Mitochondria are passed from mother to all; her children. There is a minute amount of mutation in each generation, so it changes gradually over centuries, but any two siblings will have mitochondrial DNA as near identical as makes no odds.

Y-chromosomes get passed from father to son. At each generation there is some gene exchange during meosis, and some mutation, but a pair of (non twin) brothers will have Y-chromosomes that are about 99% the same.

Here it is

Thanks. I owe you one (1) look up.

But you could (in theory) have two siblings formed where the exact same crossover locations happened for every chromosome, but each sibling got the opposite set of segments. Probably not enough time between now and the heat-death of the universe to make that likely to happen, but it could.

Pretty much as you describe. How common it occurs is not known since in many cases it could go undetected absent a reason to do a DNA test.

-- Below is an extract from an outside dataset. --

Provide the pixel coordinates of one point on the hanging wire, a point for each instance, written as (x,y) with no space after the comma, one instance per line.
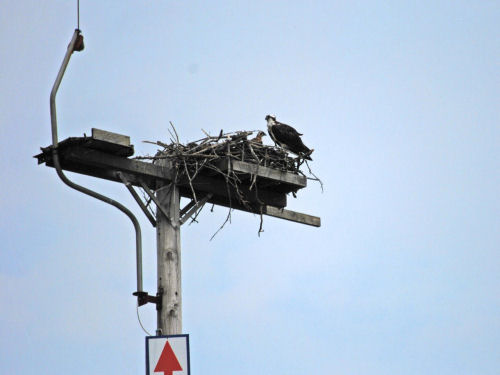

But the phenomenon is common enough to have a scientific term, heteropaternal superfecundation. Wikipedia references a study involving paternity suits in which 2.4% of fraternal twins tested were found to have different fathers.

Oh, how I wish I could remember who told me about the rabbits, go find him, and casually mention that!

Since Humans share DNA with Chimps and bananas, having two brothers sharing no DNA would mean one of them is some sort of alien experiment.

Having 2 brothers have no origin of genes in common is possible, but vanishingly unlikely.
Imagine you have a very long board with 20,000 numbered holes. You have 40,000 ping pong balls, 20,000 white, 20,000 black. All numbered. ( there’s one black number 1, and one white -etc)
Now you start filling the holes, either a black #1 or a white, a black #2 or a white - till all holes are filled. Do this without looking! Now put all the balls back and do it again. What are the odds that the 2 arrays are completely different? My calculator rounds it to 0. If we were only doing this 2000 times, my calculator still rounds to zero, but i think the odds would be 1 to some number with about 91,000 zeroes in it, if it was 4000 times it’d have 8,281,000,000 zeroes in it, and after that my head starts hurting and we’re not even to a fraction of what 20,000 times would be…

People with actual expertise in genetics and/or exponential math please correct the assuredly many errors above, but I hope I gave some idea as to how astronomically unlikely this is.